While classification models are becoming prevalent in our everyday consumer technology such as face recognition and predictive shopping carts, healthcare organizations are just starting to see where these models fit into clinical, administrative and financial workflows.

Supervised learning models rely on input-output pairs to generate algorithms that explain a function between the two. As a healthcare example, the inputs to a classification model might be a dataset containing patients’ diagnosis codes for a specific type of surgical encounter, and the output might classify whether or not a patient would experience a complication during surgery. If there is enough input and output data for a model to train on (usually thousands), a classification model could go as far as predicting which specific complication a patient might experience.

The beauty of machine learning is that classifications algorithms are easier now to use than ever before, packaged in popular open-source libraries and compatible with Google Cloud ML Engine. Like many great ML resources, such as Tensorflow started by Google, some of the most popular ML libraries began as private initiatives that were released open source.

Take the Facebook-originated FastText library, for example, which allows developers to build custom classifications and predictions based off of word groupings. In the previous example of predicting surgical outcomes, you can imagine how this text-based model model could scan through patients’ histories and physicals, or even a operative report and make a similar prediction regarding complications from surgery. The purpose of this library is to allow developers to build an enterprise-scale text model in just a few lines of code.

Every library, however, has its pros and cons. For datasets that contain numeric data (think charges, white blood cell counts, or body weight), you might pick a different library for regression so that the prediction can be a number instead of a category. Regression models are very common, and like FastText, there are several pre-built libraries compatible with Google Cloud to use. A regression model might provide predictions such as expected recovery room time needed after surgery, and it can always work in parallel with other types of models to provide more insight.

While classification and regression ML models have surged in popularity for clinical areas such as radiological image recognition and precision medicine, they are still starting to permeate the rest of the healthcare ecosystem. In both examples discussed above, the cost barrier is relatively low: machine learning model code can be relatively lightweight and told to run in batch, allowing your usage and costs to scale up and down with needs. The biggest investment is employee time.

Unsupervised Learning Models Generate Patterns from Messy Data

For many problems in the healthcare space, we now have mountains of collected data to use as input and no correlated output to attach to it. In situations such as this, we can look to unsupervised learning models (models that infer relationships from raw, unclassified input data) to draw out patterns for human use. One such common unsupervised learning approach is called clustering, and many clustering algorithms are built into many popular open source libraries that are compatible with Google Cloud ML Engine.
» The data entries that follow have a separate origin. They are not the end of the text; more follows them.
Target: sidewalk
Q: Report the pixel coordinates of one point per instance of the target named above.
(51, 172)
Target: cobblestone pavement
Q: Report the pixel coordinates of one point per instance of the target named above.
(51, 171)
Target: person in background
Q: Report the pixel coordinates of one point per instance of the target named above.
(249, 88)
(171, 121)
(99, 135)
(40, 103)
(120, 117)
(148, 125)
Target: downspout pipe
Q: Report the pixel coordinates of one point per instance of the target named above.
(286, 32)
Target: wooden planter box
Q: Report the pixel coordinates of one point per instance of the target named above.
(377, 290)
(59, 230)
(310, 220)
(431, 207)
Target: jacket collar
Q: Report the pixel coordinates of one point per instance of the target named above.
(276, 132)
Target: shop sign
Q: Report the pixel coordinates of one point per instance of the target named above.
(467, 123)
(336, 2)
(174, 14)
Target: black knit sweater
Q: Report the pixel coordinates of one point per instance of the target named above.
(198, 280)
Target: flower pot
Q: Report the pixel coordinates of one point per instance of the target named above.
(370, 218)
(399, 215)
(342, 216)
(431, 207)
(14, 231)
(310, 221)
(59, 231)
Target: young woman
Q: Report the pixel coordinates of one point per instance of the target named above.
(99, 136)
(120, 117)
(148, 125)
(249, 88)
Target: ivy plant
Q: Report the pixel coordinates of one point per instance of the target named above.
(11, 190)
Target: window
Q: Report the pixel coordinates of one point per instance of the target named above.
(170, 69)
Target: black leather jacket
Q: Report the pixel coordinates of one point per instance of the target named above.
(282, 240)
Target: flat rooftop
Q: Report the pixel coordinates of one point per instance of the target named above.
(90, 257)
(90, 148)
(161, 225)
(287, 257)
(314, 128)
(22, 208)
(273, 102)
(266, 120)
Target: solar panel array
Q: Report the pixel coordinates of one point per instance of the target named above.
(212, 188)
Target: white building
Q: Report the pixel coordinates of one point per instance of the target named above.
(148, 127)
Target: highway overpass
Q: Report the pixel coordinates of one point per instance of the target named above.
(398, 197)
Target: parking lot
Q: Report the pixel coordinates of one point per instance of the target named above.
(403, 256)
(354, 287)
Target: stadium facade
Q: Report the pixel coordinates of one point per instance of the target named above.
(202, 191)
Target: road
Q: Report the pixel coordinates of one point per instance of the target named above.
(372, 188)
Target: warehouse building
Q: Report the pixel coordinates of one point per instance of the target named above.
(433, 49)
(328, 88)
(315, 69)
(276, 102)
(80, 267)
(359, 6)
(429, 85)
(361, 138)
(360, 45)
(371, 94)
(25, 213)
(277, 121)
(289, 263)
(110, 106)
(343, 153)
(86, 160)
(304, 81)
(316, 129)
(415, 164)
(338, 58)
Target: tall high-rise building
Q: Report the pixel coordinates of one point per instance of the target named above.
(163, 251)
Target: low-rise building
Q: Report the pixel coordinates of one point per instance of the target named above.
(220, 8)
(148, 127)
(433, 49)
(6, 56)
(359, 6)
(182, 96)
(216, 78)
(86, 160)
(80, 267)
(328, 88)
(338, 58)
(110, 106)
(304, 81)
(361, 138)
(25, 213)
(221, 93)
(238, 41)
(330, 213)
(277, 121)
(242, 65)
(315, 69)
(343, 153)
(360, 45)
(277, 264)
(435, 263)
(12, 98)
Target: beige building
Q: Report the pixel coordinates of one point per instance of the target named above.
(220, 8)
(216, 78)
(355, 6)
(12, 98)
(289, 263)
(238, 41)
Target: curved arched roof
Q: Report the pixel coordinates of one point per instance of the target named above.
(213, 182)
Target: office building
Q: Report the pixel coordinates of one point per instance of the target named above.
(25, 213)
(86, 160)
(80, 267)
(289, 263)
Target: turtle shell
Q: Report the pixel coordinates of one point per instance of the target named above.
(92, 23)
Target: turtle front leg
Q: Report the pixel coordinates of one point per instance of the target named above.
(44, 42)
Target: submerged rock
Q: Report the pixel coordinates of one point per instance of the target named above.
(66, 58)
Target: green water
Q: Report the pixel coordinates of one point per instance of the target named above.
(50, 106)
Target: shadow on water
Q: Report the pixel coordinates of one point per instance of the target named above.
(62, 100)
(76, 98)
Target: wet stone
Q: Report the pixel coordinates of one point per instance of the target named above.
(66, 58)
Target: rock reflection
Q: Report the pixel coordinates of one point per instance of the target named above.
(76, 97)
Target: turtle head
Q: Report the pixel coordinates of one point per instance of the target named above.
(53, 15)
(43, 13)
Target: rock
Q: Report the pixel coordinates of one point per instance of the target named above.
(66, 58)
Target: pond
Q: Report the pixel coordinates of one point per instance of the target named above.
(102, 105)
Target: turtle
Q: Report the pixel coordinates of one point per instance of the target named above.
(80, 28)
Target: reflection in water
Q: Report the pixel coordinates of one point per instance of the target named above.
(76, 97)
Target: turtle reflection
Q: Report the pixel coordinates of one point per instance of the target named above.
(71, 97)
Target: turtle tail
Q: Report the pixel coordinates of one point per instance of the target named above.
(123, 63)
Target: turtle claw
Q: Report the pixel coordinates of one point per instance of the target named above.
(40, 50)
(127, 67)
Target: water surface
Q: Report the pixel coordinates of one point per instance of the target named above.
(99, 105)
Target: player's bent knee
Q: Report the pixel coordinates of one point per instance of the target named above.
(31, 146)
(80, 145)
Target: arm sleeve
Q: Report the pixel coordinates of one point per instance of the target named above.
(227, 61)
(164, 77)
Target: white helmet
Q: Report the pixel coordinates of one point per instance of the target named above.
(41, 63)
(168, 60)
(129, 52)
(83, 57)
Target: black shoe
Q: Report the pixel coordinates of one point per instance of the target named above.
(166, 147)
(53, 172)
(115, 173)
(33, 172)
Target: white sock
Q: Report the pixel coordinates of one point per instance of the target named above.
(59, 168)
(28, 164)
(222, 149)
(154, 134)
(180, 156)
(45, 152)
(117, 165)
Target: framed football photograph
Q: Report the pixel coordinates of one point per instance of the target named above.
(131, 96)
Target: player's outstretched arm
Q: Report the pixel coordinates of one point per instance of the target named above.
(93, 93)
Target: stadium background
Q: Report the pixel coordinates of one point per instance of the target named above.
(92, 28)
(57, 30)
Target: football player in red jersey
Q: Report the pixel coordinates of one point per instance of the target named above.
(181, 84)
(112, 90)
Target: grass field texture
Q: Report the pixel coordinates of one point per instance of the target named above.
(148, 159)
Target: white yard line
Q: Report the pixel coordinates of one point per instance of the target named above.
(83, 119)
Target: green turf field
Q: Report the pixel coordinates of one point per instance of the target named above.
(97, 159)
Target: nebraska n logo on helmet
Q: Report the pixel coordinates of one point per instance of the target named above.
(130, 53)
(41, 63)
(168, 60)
A clustering algorithm such might help provide insights to deal with understanding patient populations or case complexity. Perhaps we have data on all the surgeries performed at a hospital system for a given year. Clustering output would lead an administrator understand the comparative resource use of surgeries across the system, commonalities between patient demographics across surgical visits, or actions that can be taken to improve patient outcomes across seemingly different clinical scenarios. Clustering often serves up patterns that are not intuitive or discoverable by the human eye: imagine an unbiased, eager, superintelligent whiz employee that brings an outside perspective to vague, muddled issue.

Clustering results can be visualized and packaged up into easy to understand reports using Google Data Studio, and the link between ML models and actionable insight is as simple as refreshing a dashboard.

Your Organization May Be Ready for an Experiment with ML in Google Cloud (Even If You Didn’t Know It)

By understanding a healthcare organization’s various business cases for ML, and recognizing that pre-established, Google Cloud-compatible libraries exist for you to hit the ground running, you might find the time is already ripe to implement an ML workflow.